Dr. Nance recalled my September 2014 report on Jeffrey Bane, a West Virginia man arrested because the police misunderstood his HD symptoms to be the result of narcotics abuse (click here to read more).

 

Dr. Nance replayed the video of a bystander who had filmed Jeff suffering injuries as the police held him to the ground, thinking that, with his involuntary, HD-caused movements, he was resisting arrest. “I can’t breathe,” Jeff said desperately as he asked the officers for help.

 

Jeff only received the help of paramedics after the police had held him to the ground for almost ten minutes, Dr. Nance pointed out. 

 

Then she asked the attendees “to just take a deep breath, pause, and think for a minute.”

 

After 54 seconds elapsed, she resumed her presentation. “Hopefully you took a deep breath,” she said. “I think probably you felt anger, hate, sorrow, sadness, fear, anxiety.”

 

She continued: “We can’t change something that happened six years ago.

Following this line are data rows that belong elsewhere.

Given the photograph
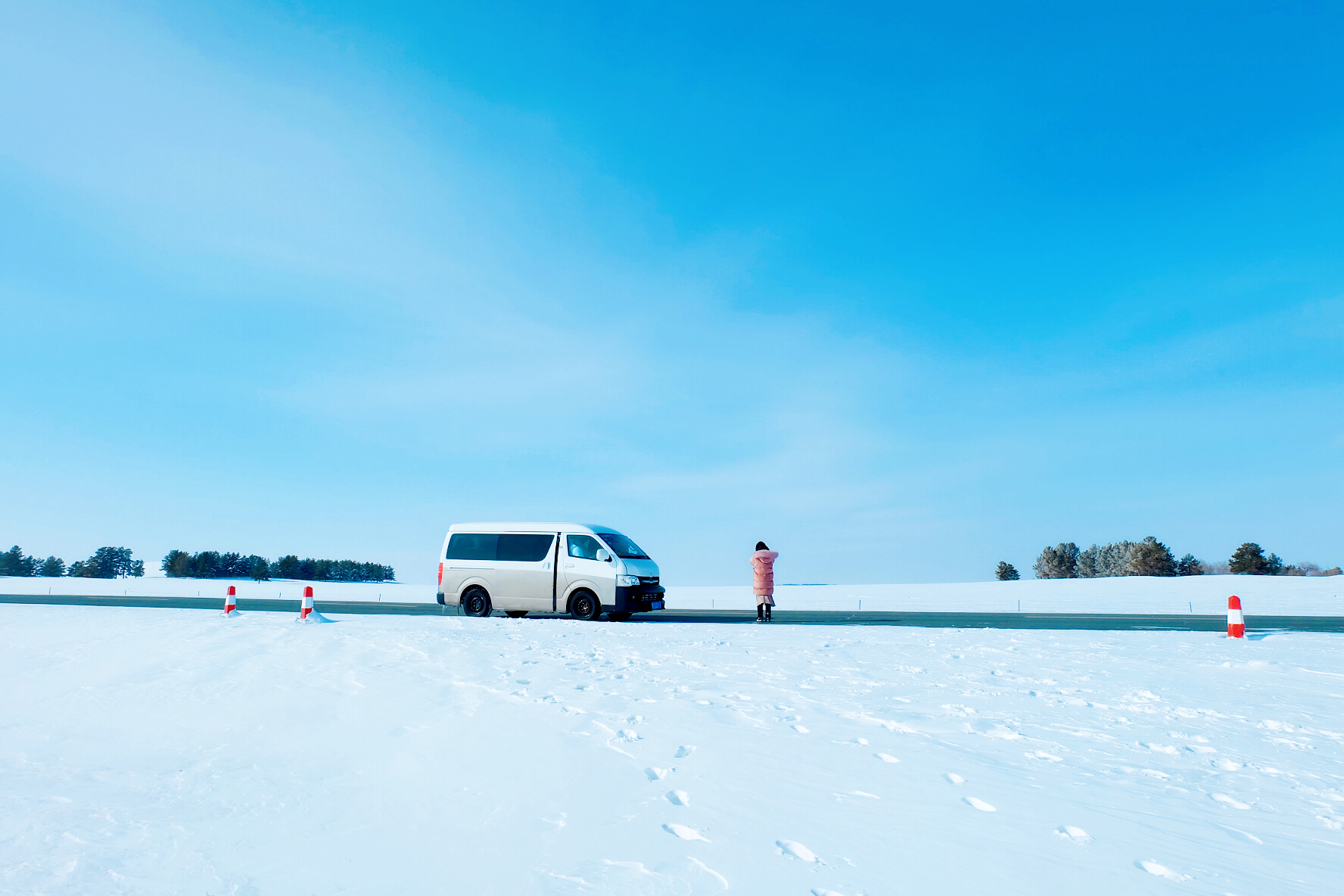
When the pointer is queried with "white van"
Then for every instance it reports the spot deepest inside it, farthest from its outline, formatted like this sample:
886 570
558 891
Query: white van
546 567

What we can do is try as hard as we can to keep events like this from happening against in the HD community.”

 

Dr. Nance noted that HDSA has a toolkit for educating first responders, police officers, and fire personnel about HD. The organization provides other resources (such as a special HD ID card) to help HD-affected individuals and their families prepare for potential encounters with the police, she added.

 

(I have explored these crucial themes in other articles. Click here to read more.)

 

‘Your life matters’

 

In examples surely moving to the audience, Dr. Nance presented the stories of several other HD “heroes.” 

 

Inducted into the Minnesota Auctioneers’ Hall of Fame in 2005, Joe, whose wife and daughter died of HD, took “his grief, his sadness, his sorrow” and raised money and bought electric toothbrushes for hundreds of HD-afflicted people, Dr. Nance recalled.

 

As a ten-year-old watching his mother face HD, B. J. Viau started an annual basketball hoop-a-thon that over the years raised some $750,000 for HD research. Among other things, B. J. went on to become one of the founders of the highly active international Huntington’s Disease Youth Organization. 

 

Diagnosed at ten with juvenile HD, Elli started kickball tournaments to support the cause. She became an internationally recognized HD advocate.

 

Dr. Nance also recognized the 791 “heroes” who are taking part in the GENERATION HD1 clinical trial.

 

With HD, she said, it’s easy to become angry, sad, and depressed. However, people can also “stand up tall” to help others. We need more everyday heroes, she added.

 

“Your life matters – not to take away from anybody else whose life matters,” Dr. Nance said in closing. “What you do makes a difference.”

 

Dr. Martha Nance (left) praises the advocacy of juvenile Huntington's disease-affected Elli Hofmeister (in images at right) at the virtual 2020 HSG Family Day (screenshot by Gene Veritas).